2014 Chevrolet Corvette downshift rev matching
Downshift rev matching
When performance driving a car with a manual transmission, skilled drivers blip the throttle on downshifts to match revs from one gear to the next. This technique, called heel-and-toe, saves the transmission some abuse and avoids upsetting the balance of the car. Mastering heel-and-toe, however, takes time and patience, and applying the skill on a racetrack requires confidence. Downshift rev matching takes care of the throttle blip for you via the car’s computer. Sure, it requires less skill of the driver, but it gives those of us concentrating on not hitting a wall at triple-digit speeds one less thing to worry about when pushing a car to its limits. Aston Martin, BMW, General Motors, Nissan, and Porsche offer manuals with downshift rev matching.

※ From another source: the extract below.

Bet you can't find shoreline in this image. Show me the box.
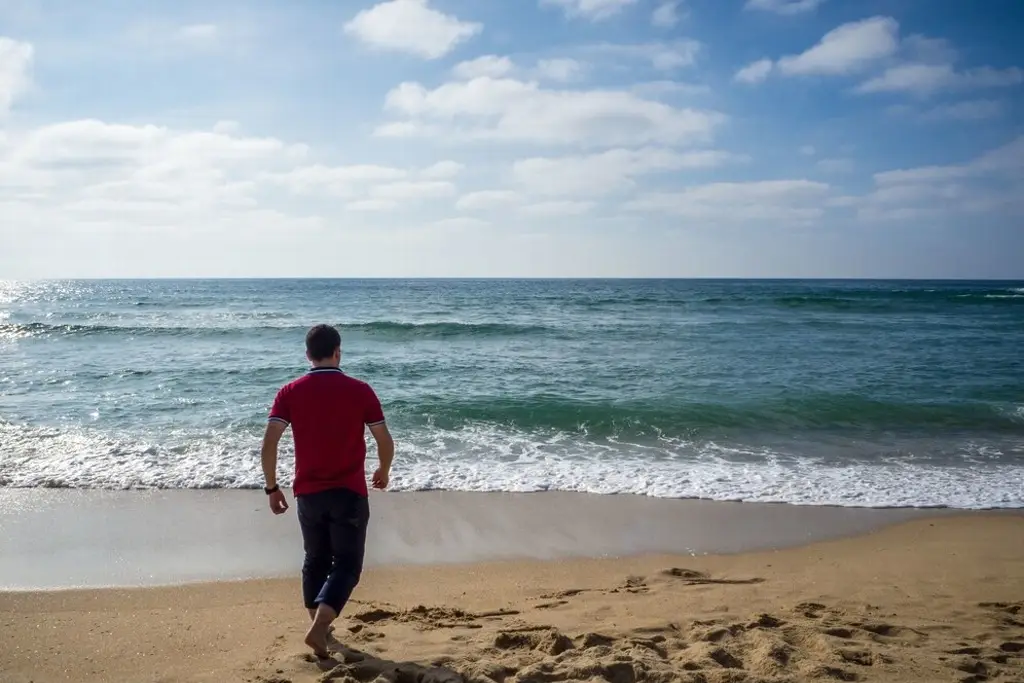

2020 Porsche 911 Carrera S, Valencia, Spain, January 2019
Drive modes
Drive modes make more performance available at the push of a button. These systems combine the benefits of many of the features listed here. Their Sport/Dynamic, Sport+, and Track/Race modes stiffen up adjustable dampers, loosen stability control, reprogram differentials and torque-vectoring systems, engage rev matching, and even retune rear-wheel steering systems. They also put throttle responses on high alert, tell transmissions to hold gears longer, and adjust front/rear torque bias for all-wheel-drive systems. This all means less lean in turns, more ready power upon turn exit, smoother downshifts, and quicker reactions from the car on a track. And yet, the same car can offer a relaxed experience on the ride to the track. Some brands tune their cars for little differences between modes; we prefer Porsche’s approach, which makes each mode distinct and really enlivens the car’s responses.
2020 Chevrolet Corvette
Adjustable stability control
The last thing you want on a racetrack is a stability control system that intercedes too early by engaging the brakes and cutting the power to get the car back on line. It ruins your fun like the neighborhood snitch who tattles when you break curfew. Some automakers go further than simple drive modes and offer various levels of stability control and traction control. Some of this programming is baked into the drive modes, often with normal, sport, and off settings for the stability control. For instance, the Corvette C8’s Performance Traction Management system has those three stability control modes overlaid with five traction control settings. Mercedes-Benz and BMW have similar systems that also include a Drift mode for all-out hooliganery. These systems fine tune the traction that can be put to the pavement. A simple off switch works for pros, but these modes can make most of us quicker while keeping us out of the pea gravel.